Le débat sur le travail à distance est clos. Les dirigeants l’ont emporté. Selon l’étude SHRM 2025-2026, 48 % des organisations constatent une hausse de leur rentabilité lorsque leurs équipes sont engagées, et la flexibilité du travail est un moteur d’engagement déterminant. Les études montrent que les dirigeants reconnaissent désormais le lien direct entre les politiques de flexibilité et la performance financière, à la fois par la rétention des talents et par la réduction des coûts immobiliers (jusqu’à 55 % d’économies dans certains cas).

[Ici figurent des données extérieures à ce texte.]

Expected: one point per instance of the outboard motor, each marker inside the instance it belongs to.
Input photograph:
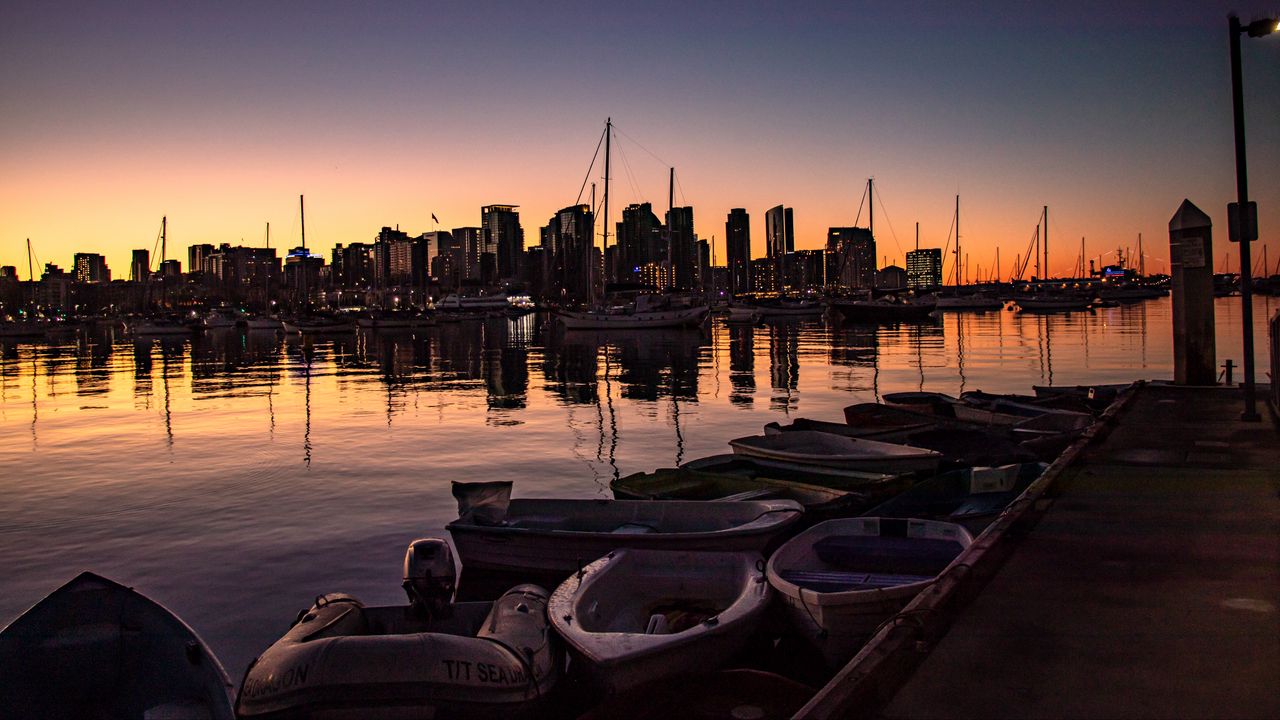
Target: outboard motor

Ce ne sont pas les salariés qui réclamaient de la flexibilité. Ni les acteurs de l’immobilier pris de panique. Ni les consultants qui vendent de la cohésion culturelle. Les dirigeants ont gagné parce qu’ils contrôlent désormais quand et où le travail s’effectue, et ils utilisent ce contrôle pour repenser la façon dont ils construisent, développent et rémunèrent leurs équipes.
Soyons directs sur ce que nous observons en 2026 : le fantasme du travail depuis n’importe où est mort, l’obligation de retour au bureau à temps plein s’essouffle, et ce qui reste est un terrain intermédiaire d’un pragmatisme implacable, qui favorise les entreprises prêtes à être explicites sur ce dont elles ont besoin et souples sur la manière de l’obtenir.
Si vous êtes une entreprise étrangère qui entre sur le marché américain, ou qui cherche à comprendre ce que vos homologues américains attendent réellement, vous vous trompez probablement. Voici ce qu’ils veulent vraiment.
Travail à distance ou sur site : les données au niveau des dirigeants (2024-2025)
Indicateur | Donnée |
Postes de comité de direction proposés en hybride | 62 % (Korn Ferry, 2025) |
Dirigeants préférant l’hybride | 78 % (McKinsey, 2025) |
Postes de comité de direction 100 % à distance | Seulement 8 % (Korn Ferry) |
Effet de l’hybride sur la productivité | Neutre à +5 % (étude Stanford/Bloom) |
Obligations de retour au bureau (grands groupes) | 60 % exigent 3 jours ou plus au bureau |
Effet sur le vivier de candidats | +40 % de candidats lorsque l’hybride est proposé (SHRM) |
Sources : SHRM, Gartner, McKinsey, Korn Ferry (données 2024-2025)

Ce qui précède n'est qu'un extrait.